The World at its Doorstep
Step into Evangel Church in Hanover Park, Illinois, and you feel as though you’ve entered the United Nations. That’s because the church tagline, “Where the world becomes family,” looks like reality; Evangel AG has over 55 different nationalities worshipping together on Sundays.
For Lead Pastor Ron Heitman, the suburban Chicago congregation attracts such a variety of people, in part, because the church is intentional about “celebrating the diversity with a unified spirit.” Heitman understands that people want to be embraced and appreciated for who God created them to be, so Evangel is committed to raising up leaders from different nationalities to serve as deacons and in other visible roles. He believes that type of leadership development and visibility offer the keys to welcoming and incorporating all people into the church body.

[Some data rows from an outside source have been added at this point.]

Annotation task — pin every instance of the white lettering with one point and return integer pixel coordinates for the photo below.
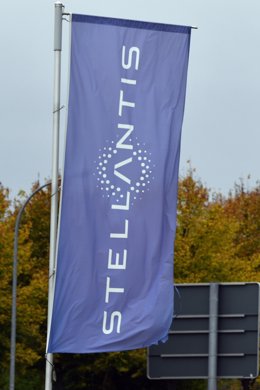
(123, 103)
(126, 64)
(119, 165)
(109, 290)
(128, 81)
(120, 144)
(121, 235)
(117, 264)
(111, 326)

Evangel is so committed to celebrating diversity, in fact, that three years ago, after studying the changing demographics of the city of 38,000, Heitman sensed the need to develop a separate Indian congregation to minister specifically to the growing South Asian community in the area.
“Within a 10-minute radius around Evangel, you could visit 10 mosques or Hindu temples,” Heitman says. “We wanted to respond in a way that the Indian population could receive Christ.” So, Evangel planted a Parent Affiliated Church (PAC) called Evangel Indian Church. This congregation, which now averages 40 adults weekly, worships in four different languages — Hindi, Tamil, Telugu, and Malayalam — while hearing a sermon in English.
“When we’re in just one cultural context, we tend to forget the good things God does through other people from other cultures,” says Rennet Premnath, Evangel Indian Church’s pastor. “When we enable our congregation to worship in their own tongue, we experience a beautiful coming together and appreciation of what God longs to do through every tribe, every nation, every tongue.”
With Evangel Indian Church doing well, and with the goal of seeing more leaders rising out of the church to transform the community for God’s kingdom, Heitman turned the church’s sights on reaching another demographic: Hispanics, which make up the largest portion of the suburb’s population, 38 percent. Soon, Evangel had its second PAC, with Elvin Villanueva as its pastor, offering both worship and the message in Spanish. Now, after two years, this congregation averages 75.
But with so many nationalities in the area, Heitman wasn’t finished leading the church into deeper levels of diversity. Recently Evangel added a third daughter congregation —this one ministering to Mongolians, under the leadership of Batbold Munkhzul.
“Many people don’t realize that Chicago has the largest population of Mongolians in the United States,” says Heitman. “So why not reach them in their own language?” Currently working toward full PAC status, once obtained this congregation will be the first Mongolian church in the U.S. Assemblies of God.
But Heitman still has other groups in mind.
“We are praying about the opportunity to reach the Polish and Russian populations of Chicagoland,” he says.
For now, all the congregations meet on Sunday mornings at the Evangel campus, which has a large building. While the English services occur in the main auditorium, the other congregations meet at different times in the west auditorium. And although the worship portions of the services differ, the sermons are the same, but with unique attentiveness for South Asian, Hispanic, and Mongolian audiences. Heitman empowers each ethnic pastor to make the message relevant to their culture.
Great diversity always carries a risk, of course, of preferring ethnicity over the Lord. Evangel leaders combat that by constantly focusing on one purpose, so that even in the midst of celebrating different ethnicities and allowing for different approaches in leadership, they still remain unified in their vision for the church.
“The world is at our doorstep,” says Heitman. “Scripture mandates that we reach the world — and it’s right here!”